Third, deepen your faith. Jesus declares And why do you worry about clothes? See how the flowers of the field grow. They do not labour or spin. Yet I tell you that not even Solomon in all his splendour was dressed like one of these. If that is how God clothes the grass of the field, which is here today and tomorrow is thrown into the fire, will he not much more clothe you—you of little faith? (verses 28-30). The Bible tells us that faith comes from two sources. It is a gift from God (Ephesians 2:8-9) given to the believer. In some sense faith comes from outside of us. However, faith is also something we generate by exercising it. Kind of like a muscle. You build muscle by using muscle. I’ve always found that fascinating. You build muscle by intentionally putting it under strain. That strain, whether it is running, lifting weights or throwing bales, actually damages and hurts the muscle. The body’s response to that damage is to build more muscle so that the damage will be less severe next time. That is exactly how we build faith. We allow it to be put under strain, to be stretched and pulled and even damaged a little. That is why some worry is good for us. It forces us to build our faith. James 1:2-7 and 1 Peter 1:3-8 speak of this
So it futile and, in my opinion unbiblical, for me or anyone else to tell you not to worry. But I would encourage you to keep worry in it’s place!

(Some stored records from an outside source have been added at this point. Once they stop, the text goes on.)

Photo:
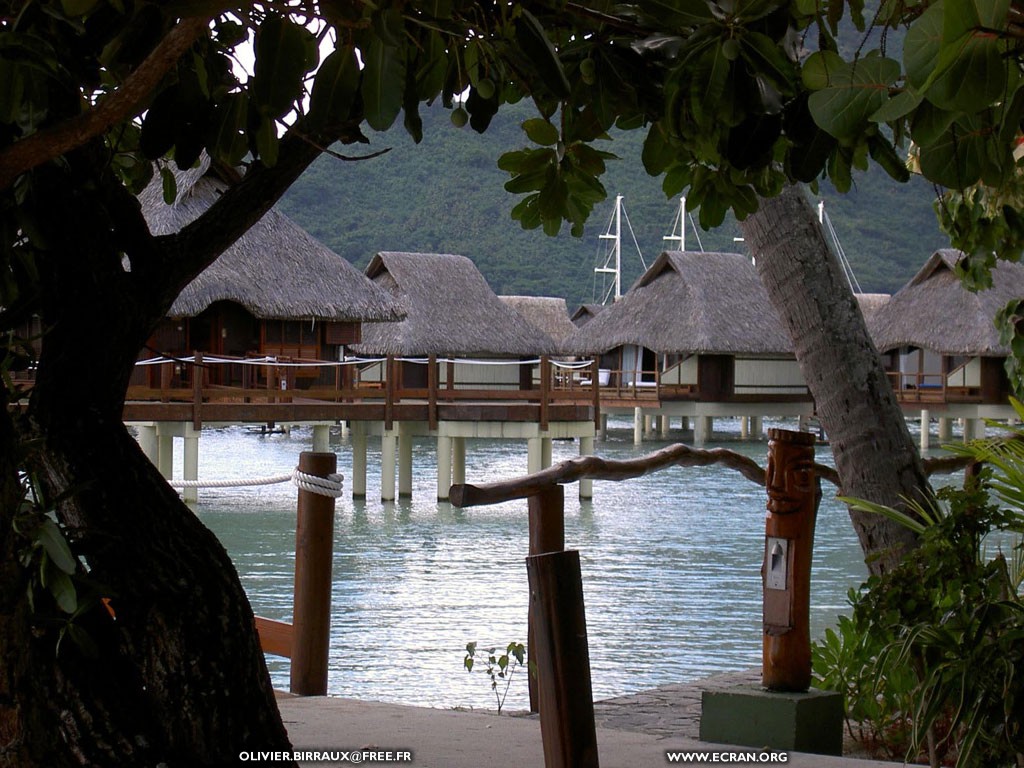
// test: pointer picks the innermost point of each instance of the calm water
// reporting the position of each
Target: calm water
(671, 566)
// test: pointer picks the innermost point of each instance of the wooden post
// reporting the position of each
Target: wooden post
(545, 389)
(547, 534)
(432, 391)
(566, 697)
(794, 493)
(198, 391)
(311, 603)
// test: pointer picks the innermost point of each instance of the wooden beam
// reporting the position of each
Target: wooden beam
(274, 637)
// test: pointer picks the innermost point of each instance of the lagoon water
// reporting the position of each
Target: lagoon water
(671, 565)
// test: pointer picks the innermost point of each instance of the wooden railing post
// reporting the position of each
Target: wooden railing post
(547, 534)
(794, 494)
(545, 389)
(560, 649)
(198, 390)
(311, 602)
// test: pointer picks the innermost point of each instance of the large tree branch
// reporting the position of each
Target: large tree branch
(189, 251)
(124, 102)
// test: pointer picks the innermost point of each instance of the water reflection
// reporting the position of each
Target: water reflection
(671, 567)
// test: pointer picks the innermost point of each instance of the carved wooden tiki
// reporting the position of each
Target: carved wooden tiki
(793, 503)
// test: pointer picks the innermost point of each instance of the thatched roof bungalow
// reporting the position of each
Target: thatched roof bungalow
(585, 313)
(451, 312)
(939, 339)
(697, 325)
(274, 292)
(548, 313)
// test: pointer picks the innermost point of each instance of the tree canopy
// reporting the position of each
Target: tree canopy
(736, 98)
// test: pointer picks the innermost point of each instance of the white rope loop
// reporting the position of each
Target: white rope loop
(330, 485)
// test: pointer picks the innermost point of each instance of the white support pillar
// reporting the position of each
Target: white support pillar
(586, 484)
(165, 452)
(443, 467)
(945, 428)
(147, 441)
(322, 438)
(358, 479)
(190, 465)
(757, 428)
(388, 440)
(701, 429)
(459, 460)
(404, 464)
(534, 456)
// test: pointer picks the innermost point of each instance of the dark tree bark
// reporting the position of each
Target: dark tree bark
(176, 675)
(875, 455)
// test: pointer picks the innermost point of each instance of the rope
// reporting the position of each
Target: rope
(330, 485)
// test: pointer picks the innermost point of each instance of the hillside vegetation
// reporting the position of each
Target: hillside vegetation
(446, 196)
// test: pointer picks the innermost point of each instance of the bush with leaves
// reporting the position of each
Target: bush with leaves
(929, 659)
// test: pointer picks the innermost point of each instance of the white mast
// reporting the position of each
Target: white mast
(616, 248)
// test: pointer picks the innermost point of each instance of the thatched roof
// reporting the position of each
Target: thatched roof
(585, 313)
(709, 303)
(935, 311)
(450, 310)
(274, 270)
(548, 313)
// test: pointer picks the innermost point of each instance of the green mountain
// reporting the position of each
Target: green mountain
(446, 196)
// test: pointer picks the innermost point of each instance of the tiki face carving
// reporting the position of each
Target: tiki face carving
(790, 477)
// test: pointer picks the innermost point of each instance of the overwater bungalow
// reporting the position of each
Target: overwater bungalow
(585, 313)
(275, 293)
(548, 313)
(451, 314)
(695, 336)
(939, 341)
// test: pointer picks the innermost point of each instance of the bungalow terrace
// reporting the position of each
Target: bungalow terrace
(452, 314)
(695, 336)
(275, 293)
(481, 367)
(940, 344)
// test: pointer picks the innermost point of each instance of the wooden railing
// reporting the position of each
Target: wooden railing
(922, 387)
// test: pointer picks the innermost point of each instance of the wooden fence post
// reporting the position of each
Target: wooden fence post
(547, 534)
(556, 611)
(794, 493)
(311, 602)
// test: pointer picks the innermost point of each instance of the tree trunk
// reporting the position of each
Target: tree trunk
(875, 455)
(173, 673)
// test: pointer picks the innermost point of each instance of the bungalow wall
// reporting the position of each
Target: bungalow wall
(768, 376)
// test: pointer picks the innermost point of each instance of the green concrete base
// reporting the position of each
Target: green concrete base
(751, 716)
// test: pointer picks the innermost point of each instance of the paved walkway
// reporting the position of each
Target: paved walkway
(633, 731)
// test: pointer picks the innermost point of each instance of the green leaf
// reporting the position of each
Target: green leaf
(383, 80)
(283, 58)
(335, 88)
(541, 132)
(53, 542)
(854, 94)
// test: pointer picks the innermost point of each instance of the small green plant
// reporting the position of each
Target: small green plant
(500, 669)
(929, 662)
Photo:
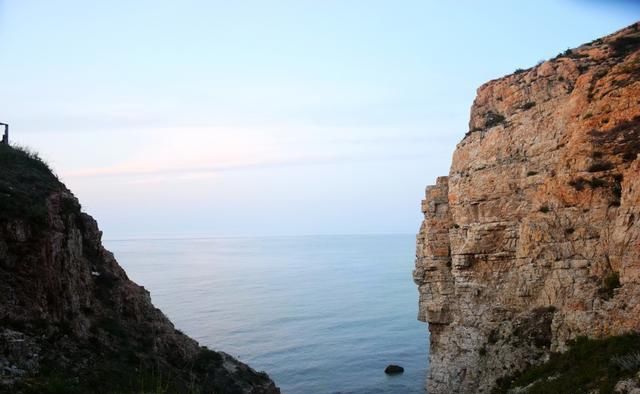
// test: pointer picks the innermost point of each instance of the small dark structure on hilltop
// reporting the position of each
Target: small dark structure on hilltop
(5, 136)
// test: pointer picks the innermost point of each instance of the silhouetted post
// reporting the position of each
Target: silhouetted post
(5, 137)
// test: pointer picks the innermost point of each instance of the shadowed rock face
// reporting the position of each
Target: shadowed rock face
(71, 320)
(533, 238)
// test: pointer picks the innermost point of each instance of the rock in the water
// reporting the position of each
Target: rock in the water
(393, 369)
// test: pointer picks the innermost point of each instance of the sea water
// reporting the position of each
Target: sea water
(320, 314)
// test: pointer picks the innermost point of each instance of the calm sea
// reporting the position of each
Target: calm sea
(320, 314)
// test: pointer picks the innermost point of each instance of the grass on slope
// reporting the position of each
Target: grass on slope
(589, 365)
(25, 183)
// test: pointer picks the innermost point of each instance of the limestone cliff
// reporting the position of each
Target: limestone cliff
(70, 319)
(534, 237)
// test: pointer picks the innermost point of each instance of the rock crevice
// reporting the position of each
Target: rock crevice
(532, 239)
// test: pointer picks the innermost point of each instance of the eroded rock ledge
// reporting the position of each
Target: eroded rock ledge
(534, 238)
(71, 320)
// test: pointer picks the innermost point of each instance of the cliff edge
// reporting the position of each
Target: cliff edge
(70, 319)
(534, 238)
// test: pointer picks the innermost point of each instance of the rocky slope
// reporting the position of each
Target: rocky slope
(70, 319)
(534, 238)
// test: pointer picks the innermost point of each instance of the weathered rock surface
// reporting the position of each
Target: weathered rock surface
(71, 320)
(534, 237)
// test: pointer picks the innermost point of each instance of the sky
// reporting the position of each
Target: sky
(257, 118)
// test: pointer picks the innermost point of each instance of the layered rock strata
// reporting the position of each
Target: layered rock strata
(534, 237)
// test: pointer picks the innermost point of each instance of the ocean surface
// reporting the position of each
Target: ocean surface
(320, 314)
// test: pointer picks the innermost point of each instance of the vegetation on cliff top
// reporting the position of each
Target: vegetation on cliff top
(25, 183)
(590, 365)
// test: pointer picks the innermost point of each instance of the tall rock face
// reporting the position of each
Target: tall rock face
(70, 319)
(534, 237)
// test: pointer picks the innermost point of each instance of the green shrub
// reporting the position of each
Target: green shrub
(589, 365)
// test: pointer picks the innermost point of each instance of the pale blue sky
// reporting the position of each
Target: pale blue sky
(224, 118)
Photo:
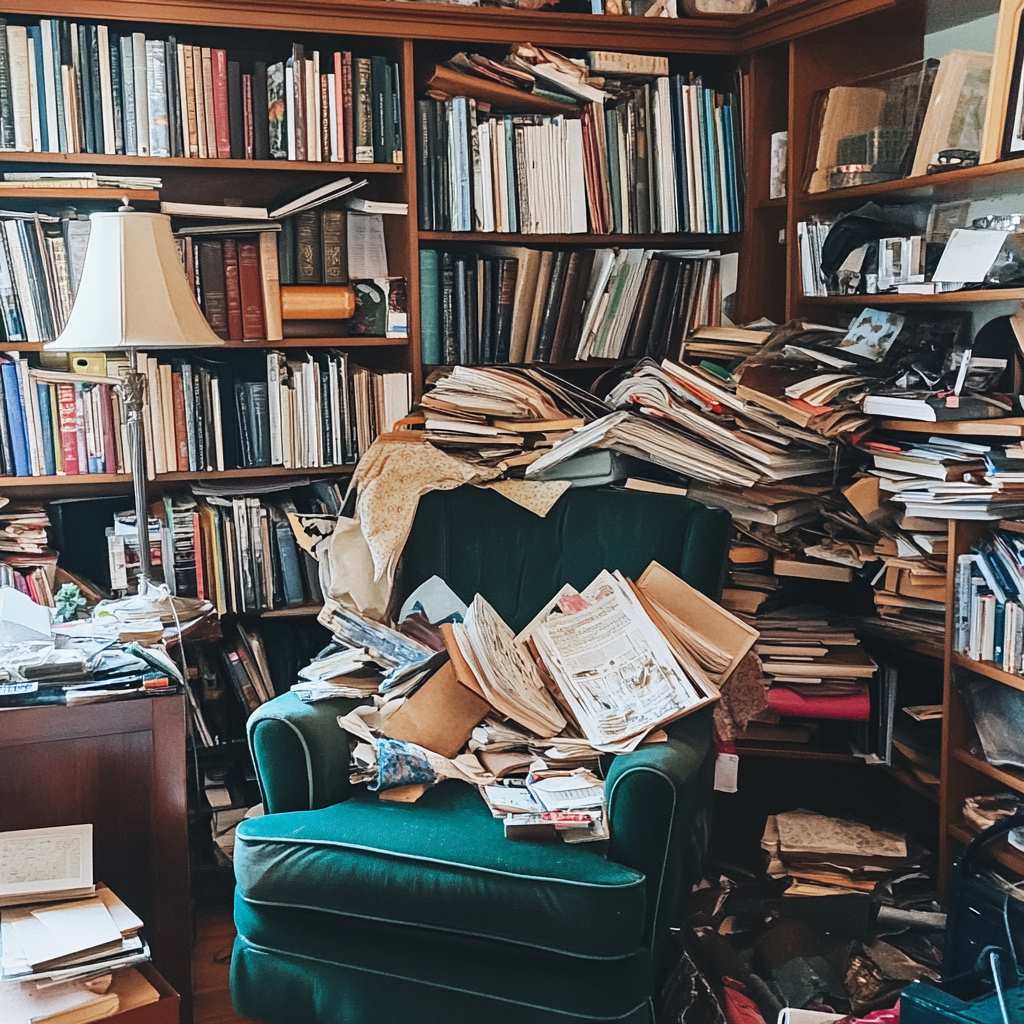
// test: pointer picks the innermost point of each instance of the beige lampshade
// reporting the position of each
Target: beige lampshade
(133, 292)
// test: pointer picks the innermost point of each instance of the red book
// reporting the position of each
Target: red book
(198, 545)
(236, 332)
(220, 117)
(790, 704)
(108, 428)
(252, 292)
(346, 96)
(68, 414)
(247, 115)
(339, 105)
(180, 430)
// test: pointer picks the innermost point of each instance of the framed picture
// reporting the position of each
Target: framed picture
(1003, 94)
(944, 217)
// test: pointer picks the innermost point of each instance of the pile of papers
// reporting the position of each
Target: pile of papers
(525, 717)
(67, 944)
(506, 417)
(825, 856)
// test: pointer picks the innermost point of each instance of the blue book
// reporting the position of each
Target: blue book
(36, 35)
(46, 429)
(15, 417)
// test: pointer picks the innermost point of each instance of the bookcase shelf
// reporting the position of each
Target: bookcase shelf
(517, 238)
(276, 166)
(987, 670)
(947, 298)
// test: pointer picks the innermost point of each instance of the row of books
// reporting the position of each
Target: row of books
(662, 156)
(83, 87)
(311, 411)
(516, 304)
(308, 412)
(41, 261)
(988, 591)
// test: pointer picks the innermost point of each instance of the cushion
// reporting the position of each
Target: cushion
(442, 863)
(292, 966)
(480, 543)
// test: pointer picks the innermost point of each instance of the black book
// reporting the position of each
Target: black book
(174, 127)
(424, 164)
(117, 86)
(473, 311)
(487, 268)
(552, 306)
(85, 90)
(462, 311)
(643, 313)
(235, 115)
(6, 100)
(450, 336)
(508, 272)
(261, 127)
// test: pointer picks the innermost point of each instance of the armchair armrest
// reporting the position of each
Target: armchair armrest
(657, 814)
(300, 754)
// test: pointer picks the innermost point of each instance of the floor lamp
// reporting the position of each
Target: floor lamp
(133, 297)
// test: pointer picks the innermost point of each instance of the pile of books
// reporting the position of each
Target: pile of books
(78, 87)
(68, 944)
(555, 305)
(506, 417)
(988, 613)
(825, 856)
(314, 411)
(41, 261)
(27, 563)
(57, 423)
(539, 143)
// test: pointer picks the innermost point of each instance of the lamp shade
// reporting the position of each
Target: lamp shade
(133, 292)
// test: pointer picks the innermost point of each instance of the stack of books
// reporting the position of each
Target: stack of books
(556, 305)
(541, 143)
(27, 563)
(315, 411)
(60, 930)
(83, 87)
(988, 613)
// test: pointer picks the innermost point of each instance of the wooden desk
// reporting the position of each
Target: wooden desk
(121, 766)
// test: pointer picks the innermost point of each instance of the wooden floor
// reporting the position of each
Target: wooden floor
(211, 955)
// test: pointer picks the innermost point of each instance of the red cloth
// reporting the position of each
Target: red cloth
(790, 704)
(737, 1006)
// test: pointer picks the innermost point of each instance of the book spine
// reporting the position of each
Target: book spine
(270, 286)
(363, 113)
(252, 292)
(221, 109)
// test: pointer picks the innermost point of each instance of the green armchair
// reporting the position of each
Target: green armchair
(351, 910)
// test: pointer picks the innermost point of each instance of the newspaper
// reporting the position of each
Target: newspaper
(614, 669)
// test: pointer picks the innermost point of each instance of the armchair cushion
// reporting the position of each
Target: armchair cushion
(442, 863)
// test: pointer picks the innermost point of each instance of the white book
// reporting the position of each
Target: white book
(34, 94)
(290, 108)
(141, 93)
(50, 82)
(20, 97)
(105, 88)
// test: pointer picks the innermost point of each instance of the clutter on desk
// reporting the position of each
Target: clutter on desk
(68, 944)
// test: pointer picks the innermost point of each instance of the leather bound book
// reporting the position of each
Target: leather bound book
(252, 291)
(552, 306)
(232, 290)
(508, 271)
(236, 114)
(211, 271)
(261, 134)
(449, 82)
(308, 250)
(334, 247)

Here are important updates that we would like to keep you informed of:
1) we are working on creating a series of connections hubs to help keep in contact with everyone. The goal is to have a number of people who are willing to be in regular contact with 5 or so households. This will be a way for us to check in on everyone and also communicate needs that we might be able to help meet. The plan is to have that organized by later this week. If you are interested in being part of that network please let me know!
2) the drywall is all hung upstairs. Thank you so much for the work teams that were here Saturday and yesterday to get that done. The insulators were here today blowing in the attic space. The drywall mudder is here tomorrow and he has requested that no one be around while he is here. He wishes to remain healthy and has a job that allows him to be isolated. So let’s please respect that request
3) with the Ontario government closing down “non-essential businesses”, Joanne and I were talking this morning and have decided that the church office will be closed to foot-traffic. Joanne and/or I will still be here and both have access to email when we aren’t. If you absolutely need something from the church we ask that you call ahead first.
4) finally, as the Deacons and I try to work forward with how to conduct ministry in the coming days and weeks, the main thrust of our conversation was around how we maintain community as well as spiritual health as we are separated. So we’re looking into how to host prayer meetings via video or conference call or how to host small groups to just connect with one another. We are working on those things and will pass plans on to you as we move forward. One thing that is already up and running is a Facebook Group that my lovely wife, Amanda has facilitated. Here is the link: https://www.facebook.com/groups/232671344583320/. As with all Facebook groups, you can invite anyone to be part of it. This is intended to be a place to connect, share needs and encourage one another.
That’s all for now. May the loving kindness of our Lord Jesus Christ be evident to you all!